What is Data Engineering?
Data engineering is the process of designing, building, managing, and optimizing the infrastructure that enable the collection, storage, and processing of large volumes of data. This infrastructure can include databases, Big Data repositories, storage systems, cloud platforms, and data pipelines. Data engineering is an essential component of the data lifecycle and plays a crucial role in ensuring that data is reliable, accessible, and ready for analysis. Data engineering involves tasks such as data ingestion, data transformation, data integration, and data quality management.
A data engineer is the “plumber” of data, making sure data is highly available, consistent, secure, and recoverable. In other words, the data can get to the people who need it when they need it. For example, they make the data available “upstream” to data analysts and data scientists. A data analyst will analyze data to derive and report on insights and a data scientist will perform even deep analysis on data in order to develop predictive models that can solve more complex data problems.

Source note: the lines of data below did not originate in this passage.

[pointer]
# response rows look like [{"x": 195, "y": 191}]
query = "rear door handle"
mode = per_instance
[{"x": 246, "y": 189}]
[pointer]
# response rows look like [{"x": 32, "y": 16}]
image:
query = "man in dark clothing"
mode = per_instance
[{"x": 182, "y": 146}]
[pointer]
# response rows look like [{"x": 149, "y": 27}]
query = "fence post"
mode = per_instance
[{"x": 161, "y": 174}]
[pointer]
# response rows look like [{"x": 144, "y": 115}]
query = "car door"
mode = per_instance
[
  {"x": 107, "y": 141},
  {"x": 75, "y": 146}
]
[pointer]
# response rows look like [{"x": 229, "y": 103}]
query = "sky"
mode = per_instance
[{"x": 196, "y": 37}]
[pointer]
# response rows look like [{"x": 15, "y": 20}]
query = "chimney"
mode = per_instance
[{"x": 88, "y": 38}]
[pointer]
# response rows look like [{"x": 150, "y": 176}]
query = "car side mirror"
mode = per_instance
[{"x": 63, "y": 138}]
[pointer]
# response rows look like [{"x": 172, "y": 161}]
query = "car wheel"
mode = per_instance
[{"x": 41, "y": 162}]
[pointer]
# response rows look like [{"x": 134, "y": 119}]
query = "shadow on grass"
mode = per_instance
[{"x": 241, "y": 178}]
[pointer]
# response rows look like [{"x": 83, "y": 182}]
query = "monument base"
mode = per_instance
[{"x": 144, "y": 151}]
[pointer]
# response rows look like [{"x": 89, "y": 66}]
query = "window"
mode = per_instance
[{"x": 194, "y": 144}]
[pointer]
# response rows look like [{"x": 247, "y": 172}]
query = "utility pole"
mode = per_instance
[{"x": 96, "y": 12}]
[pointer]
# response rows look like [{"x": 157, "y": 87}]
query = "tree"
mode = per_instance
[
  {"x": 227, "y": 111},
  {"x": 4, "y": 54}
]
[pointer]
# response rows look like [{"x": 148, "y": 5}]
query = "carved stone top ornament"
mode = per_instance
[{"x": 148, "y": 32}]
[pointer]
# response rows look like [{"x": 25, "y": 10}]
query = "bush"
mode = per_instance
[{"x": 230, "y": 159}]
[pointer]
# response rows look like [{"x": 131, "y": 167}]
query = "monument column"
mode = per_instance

At Netenrich, we approach everything from the perspective of data. In general, data engineering means building systems to enable the collection and usage of data. In the context of the threat hunting and cybersecurity — and the services Netenrich offers and helps facilitate with our Resolution Intelligence Cloud™ platform — data engineering is about building systems to make sense of security telemetry that comes from many diverse sources in multiple formats (end points, servers, clouds, applications, etc.); information that provides necessary context as to whether detected activity is malicious or not; and external threat intelligence about threats in the wild.